Never mind, I got a proper USB-SATA cable and got a bit further with this, but still no success.

It requires me to restart the computer for the cloning to proceed.

When restarting, I get the text "Starting Acronis Loader" or something like that.

Then I get a black screen that scrolls a bunch of stuff ending up with this:

[IMG]http://i.imgur.com/V8cRrw5.jpg[/IMG]

At the bottom it says "Fixing recursive fault, but reboot is needed!"

The only way I can reboot from there is by manually powering off and on again and then the cloning does not proceed. When I do it again I get the same thing all over again. What's wrong? What else can I try?

oldyellr wrote:

It requires me to restart the computer for the cloning to proceed.

Which indicates to me that you're not following our recommended procedure.

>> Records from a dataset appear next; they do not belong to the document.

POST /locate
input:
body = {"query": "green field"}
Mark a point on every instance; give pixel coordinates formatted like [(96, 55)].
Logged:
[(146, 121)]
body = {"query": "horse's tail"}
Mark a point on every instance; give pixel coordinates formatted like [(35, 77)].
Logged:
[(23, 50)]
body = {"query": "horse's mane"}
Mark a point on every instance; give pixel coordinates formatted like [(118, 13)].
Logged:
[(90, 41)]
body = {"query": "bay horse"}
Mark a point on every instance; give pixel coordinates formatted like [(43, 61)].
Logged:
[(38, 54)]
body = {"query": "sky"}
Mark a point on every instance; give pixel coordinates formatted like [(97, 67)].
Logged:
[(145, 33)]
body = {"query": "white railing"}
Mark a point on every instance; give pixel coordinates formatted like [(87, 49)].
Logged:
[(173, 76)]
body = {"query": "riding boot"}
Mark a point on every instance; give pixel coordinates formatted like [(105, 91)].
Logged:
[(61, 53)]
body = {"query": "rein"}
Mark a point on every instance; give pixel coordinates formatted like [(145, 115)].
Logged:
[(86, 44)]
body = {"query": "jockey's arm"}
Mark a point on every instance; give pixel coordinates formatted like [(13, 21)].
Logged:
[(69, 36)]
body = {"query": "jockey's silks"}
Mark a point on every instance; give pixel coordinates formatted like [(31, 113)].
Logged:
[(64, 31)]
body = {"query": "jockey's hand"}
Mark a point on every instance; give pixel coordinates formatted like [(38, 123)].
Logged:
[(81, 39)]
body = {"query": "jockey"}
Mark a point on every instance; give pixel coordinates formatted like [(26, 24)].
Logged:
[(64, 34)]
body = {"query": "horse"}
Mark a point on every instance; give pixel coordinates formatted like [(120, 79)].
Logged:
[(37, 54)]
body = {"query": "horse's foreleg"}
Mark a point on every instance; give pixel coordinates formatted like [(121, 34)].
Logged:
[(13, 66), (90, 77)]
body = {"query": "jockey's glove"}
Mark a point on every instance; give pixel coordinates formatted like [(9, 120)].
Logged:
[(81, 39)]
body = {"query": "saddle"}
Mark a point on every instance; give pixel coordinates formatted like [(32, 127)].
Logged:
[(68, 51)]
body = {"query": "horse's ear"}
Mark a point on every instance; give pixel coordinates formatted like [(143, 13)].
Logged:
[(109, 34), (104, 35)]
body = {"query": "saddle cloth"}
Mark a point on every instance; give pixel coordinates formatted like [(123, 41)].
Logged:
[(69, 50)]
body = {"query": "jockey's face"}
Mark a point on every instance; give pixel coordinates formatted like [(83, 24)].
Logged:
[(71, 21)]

Please search the forum for "Clone" to find the many posts outlining our recommended procedure. For example, we recommend that you clone only after booting from the ATI bootable Rescue Media, not from Windows. Also, it would be equally effective but safer to perform a full disk mode backup and restore it to the new drive, rather than to clone.

I was following the prompts and procedure step by step. I've used Acronis (Seagate Edition) before to clone a desktop drive and found it very simple. It just didn't work on this laptop. I ended up cloning the drive using Macrium Reflect with no problems.